Commentary

Pushing Back on the Chinese Bubble Naysayers

Two weeks ago, I offered an argument for why there is a good chance a residential housing bubble is fully formed in China and is frighteningly large in scope. There are, however, plenty of critics of this view. I want to address some of those concerns.

To start with, it is important to understand the Chinese bubble is a different kind of bubble than in the U.S. or Europe. And when it comes apart it will look different than recent experience has shown.

Leverage

Analysts who shrug off fears of a China bust first point to the limited leverage in the Chinese housing market. One reason the U.S. economic crisis was so intense was that balance sheets-in homes and businesses-were leveraged to the hilt. Debt relative to disposable income was well over 125 percent (according to the SF Fed) in 2007 when the crisis started to become acute. In fact, most of the housing bubbles that popped over the past few years in industrialized nations were highly leveraged bubbles. The bursting effect caused debt crises of literally global proportions as property values plunged and left millions without a chair once the music stopped.

In China, however, most of the housing investments have been made with cash according to cultural traditions. While there are plenty of mortgages outstanding, most of the debt in the country is government debt. Families instead hold five apartments, living in one and leaving the others vacant. But this lack of leverage doesn’t preclude a bubble. The dot-com bubble at the end of the 1990s was purely speculative bubble that had little leverage at all. When that bubble came apart investors were wiped out, even though there wasn’t a debt crisis. The Chinese real estate bubble is a similar story.

Prices are higher than they otherwise would be without government monetary supports. Families are excessively invested in housing instead of traditional savings. So there doesn’t need to be leverage in the system for a housing bubble bursting to sweep across the China and wipe out the nest egg of the millions with their live savings in housing. It will be a family balance sheet crisis instead of debt crisis. It won’t just be speculators and wealth investors hit hard.

Demand Mismatch

In order for the bubble to burst there will have to be wide spread loss of confidence in the housing market, causing a glut of supply to flood the market driving down prices.
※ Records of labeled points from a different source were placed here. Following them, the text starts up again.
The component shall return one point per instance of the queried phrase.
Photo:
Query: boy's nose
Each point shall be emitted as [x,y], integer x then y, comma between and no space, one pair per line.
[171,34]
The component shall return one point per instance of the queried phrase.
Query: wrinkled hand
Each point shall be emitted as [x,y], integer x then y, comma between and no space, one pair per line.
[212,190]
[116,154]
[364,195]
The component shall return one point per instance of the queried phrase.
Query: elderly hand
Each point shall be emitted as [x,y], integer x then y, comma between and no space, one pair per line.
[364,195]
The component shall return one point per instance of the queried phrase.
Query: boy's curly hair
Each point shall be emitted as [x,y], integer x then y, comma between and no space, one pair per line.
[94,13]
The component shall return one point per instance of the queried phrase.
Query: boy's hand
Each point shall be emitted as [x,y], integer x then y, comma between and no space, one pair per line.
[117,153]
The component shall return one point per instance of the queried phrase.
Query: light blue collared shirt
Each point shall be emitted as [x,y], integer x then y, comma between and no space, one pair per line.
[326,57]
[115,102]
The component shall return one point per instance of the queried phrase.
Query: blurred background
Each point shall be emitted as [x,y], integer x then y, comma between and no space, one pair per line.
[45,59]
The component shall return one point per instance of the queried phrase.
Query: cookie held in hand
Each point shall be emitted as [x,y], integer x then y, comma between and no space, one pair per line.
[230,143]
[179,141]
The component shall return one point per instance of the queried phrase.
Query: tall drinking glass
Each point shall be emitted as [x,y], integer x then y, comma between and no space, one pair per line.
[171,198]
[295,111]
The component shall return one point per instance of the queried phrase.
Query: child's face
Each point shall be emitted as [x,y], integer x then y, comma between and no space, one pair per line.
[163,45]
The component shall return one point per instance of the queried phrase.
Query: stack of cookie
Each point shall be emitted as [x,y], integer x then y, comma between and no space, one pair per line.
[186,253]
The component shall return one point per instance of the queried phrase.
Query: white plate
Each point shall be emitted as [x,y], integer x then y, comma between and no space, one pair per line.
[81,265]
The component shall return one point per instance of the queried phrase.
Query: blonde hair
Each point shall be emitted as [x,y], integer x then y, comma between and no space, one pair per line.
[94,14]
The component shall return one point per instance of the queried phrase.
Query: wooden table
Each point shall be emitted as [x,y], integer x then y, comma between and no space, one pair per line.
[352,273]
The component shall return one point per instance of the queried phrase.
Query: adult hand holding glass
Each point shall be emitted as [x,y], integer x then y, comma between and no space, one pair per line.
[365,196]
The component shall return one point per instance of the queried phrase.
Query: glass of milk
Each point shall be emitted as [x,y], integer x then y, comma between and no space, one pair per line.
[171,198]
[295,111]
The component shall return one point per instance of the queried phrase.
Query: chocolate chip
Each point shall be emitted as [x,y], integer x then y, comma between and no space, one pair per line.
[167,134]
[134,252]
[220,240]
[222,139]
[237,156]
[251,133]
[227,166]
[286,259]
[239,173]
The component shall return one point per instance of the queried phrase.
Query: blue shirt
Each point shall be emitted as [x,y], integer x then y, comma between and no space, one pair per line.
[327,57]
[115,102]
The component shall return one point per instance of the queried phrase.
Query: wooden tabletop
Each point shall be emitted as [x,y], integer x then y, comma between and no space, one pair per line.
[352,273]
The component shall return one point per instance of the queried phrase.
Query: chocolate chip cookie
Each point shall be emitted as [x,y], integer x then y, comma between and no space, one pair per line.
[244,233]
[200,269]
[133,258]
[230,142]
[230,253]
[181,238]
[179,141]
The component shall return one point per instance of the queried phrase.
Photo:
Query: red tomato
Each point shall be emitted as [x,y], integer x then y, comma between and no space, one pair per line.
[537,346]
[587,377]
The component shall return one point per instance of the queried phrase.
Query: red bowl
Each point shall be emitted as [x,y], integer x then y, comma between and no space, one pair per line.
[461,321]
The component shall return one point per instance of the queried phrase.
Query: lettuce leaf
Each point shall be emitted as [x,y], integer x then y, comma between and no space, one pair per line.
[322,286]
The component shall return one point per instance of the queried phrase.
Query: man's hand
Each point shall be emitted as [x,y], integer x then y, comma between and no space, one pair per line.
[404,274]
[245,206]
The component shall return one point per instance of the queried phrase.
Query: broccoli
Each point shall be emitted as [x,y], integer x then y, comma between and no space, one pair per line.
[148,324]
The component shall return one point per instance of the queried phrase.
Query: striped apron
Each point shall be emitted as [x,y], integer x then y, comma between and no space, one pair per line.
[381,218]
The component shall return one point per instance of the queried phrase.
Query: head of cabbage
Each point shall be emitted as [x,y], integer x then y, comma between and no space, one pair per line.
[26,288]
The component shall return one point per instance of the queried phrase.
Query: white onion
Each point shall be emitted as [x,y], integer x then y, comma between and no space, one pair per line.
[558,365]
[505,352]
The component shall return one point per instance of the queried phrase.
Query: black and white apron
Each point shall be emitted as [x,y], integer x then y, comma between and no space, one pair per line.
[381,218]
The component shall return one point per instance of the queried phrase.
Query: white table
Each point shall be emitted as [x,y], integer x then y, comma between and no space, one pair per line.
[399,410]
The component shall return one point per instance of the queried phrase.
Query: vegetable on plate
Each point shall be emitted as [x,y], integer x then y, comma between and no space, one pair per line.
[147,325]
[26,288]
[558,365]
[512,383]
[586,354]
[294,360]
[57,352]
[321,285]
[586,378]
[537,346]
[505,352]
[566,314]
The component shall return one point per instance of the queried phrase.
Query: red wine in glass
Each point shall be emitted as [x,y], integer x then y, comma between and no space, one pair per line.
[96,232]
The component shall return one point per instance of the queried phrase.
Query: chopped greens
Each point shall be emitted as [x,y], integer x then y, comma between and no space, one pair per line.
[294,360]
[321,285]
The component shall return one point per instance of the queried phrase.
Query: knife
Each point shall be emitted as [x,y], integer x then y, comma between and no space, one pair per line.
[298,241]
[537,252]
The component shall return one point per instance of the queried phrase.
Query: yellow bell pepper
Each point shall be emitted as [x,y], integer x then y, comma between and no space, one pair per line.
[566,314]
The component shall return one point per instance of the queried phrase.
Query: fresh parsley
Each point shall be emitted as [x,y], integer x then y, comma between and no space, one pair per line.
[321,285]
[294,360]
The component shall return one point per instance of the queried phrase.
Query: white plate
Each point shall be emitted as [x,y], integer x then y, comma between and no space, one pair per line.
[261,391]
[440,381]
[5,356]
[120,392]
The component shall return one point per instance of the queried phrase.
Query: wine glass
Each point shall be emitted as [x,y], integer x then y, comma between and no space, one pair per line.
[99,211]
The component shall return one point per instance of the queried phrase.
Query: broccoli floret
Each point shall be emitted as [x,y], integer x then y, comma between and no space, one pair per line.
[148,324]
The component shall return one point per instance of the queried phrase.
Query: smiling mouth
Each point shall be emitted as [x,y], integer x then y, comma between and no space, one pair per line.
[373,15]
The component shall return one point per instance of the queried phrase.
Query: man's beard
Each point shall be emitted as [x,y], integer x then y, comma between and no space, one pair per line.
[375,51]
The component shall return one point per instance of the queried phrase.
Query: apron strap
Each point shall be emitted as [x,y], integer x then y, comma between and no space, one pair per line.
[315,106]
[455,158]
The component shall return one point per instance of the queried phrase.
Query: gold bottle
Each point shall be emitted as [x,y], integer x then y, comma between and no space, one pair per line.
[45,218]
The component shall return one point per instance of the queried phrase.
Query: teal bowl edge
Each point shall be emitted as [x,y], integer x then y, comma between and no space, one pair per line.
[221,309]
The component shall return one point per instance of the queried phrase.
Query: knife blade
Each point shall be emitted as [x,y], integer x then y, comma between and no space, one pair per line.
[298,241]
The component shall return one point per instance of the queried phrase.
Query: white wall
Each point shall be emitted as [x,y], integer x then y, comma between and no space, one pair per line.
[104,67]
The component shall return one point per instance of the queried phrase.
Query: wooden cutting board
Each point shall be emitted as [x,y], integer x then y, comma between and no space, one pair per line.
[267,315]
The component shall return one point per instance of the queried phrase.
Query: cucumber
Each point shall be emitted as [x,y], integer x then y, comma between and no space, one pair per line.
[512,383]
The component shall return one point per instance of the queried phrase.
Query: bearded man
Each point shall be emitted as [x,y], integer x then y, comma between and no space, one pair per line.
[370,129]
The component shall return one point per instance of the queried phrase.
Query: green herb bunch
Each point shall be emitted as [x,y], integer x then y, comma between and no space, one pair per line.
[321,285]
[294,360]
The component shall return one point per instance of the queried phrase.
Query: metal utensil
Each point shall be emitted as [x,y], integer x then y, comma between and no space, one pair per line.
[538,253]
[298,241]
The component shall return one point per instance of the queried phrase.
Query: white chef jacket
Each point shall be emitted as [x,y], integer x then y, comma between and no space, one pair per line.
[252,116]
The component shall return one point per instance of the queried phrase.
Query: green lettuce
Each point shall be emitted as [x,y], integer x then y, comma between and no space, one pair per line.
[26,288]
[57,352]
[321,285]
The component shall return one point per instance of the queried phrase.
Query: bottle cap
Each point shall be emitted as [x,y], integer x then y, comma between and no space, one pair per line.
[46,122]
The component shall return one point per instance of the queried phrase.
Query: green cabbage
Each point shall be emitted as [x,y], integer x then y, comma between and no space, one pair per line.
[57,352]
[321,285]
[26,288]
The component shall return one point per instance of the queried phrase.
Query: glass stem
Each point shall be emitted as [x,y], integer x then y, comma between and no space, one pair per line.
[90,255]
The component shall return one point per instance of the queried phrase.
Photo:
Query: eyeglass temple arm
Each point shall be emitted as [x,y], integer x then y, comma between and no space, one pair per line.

Some analysts say this is unlikely, given the huge demand for housing in China. In fact, it is estimated that some 300 million people will move into China’s cities-where the bulk of empty housing sits-over the next twenty years. They will need places to live, and with the abundant housing available being timed with a coming wave of retirements, the demand should keep prices high and help families cash in on their investments.

The problem with this view is that it fails to account for the mismatch in demand for low-income housing with the supply of luxury housing available. Developers have long focused on high-rises built for the upper income level citizens and luxury housing complexes out of financial reach for most because they can make a bigger profit margin there. In 2009, 90 percent of the massive spike in housing starts funded by the monetary stimulus was targeted at the luxury market. As a result, most of those looking for housing even now are priced out of the market.

A famous 2009 TV drama in China, “Dwelling Narrowness,” featured two educated sisters unable to find any affordable housing in Shanghai with a mortgage payment that was less than two-thirds their collective salary. The government eventually banned the TV series for its accurate depiction of corruption, but the show remains popular in the minds of many Chinese today who identify with the struggle. According to Peter Cohen, in Beijing a typical 1,000 square foot apartment is priced about 80 times the average annual salary of citizens.

Top China-policy commentators Pat Chovanec and James Chanos both point to the mismatch in supply and demand as a problem that will only become more acute over the years. Without demand for the housing available, eventually there will be wide spread property value depreciation. The real question isn’t whether there is a bubble but when will it pop and what will be the consequences. It may not wind up destroying the Chinese economy, but it will destroy the wealth of millions just as the U.S. bubble bursting has done to Americans.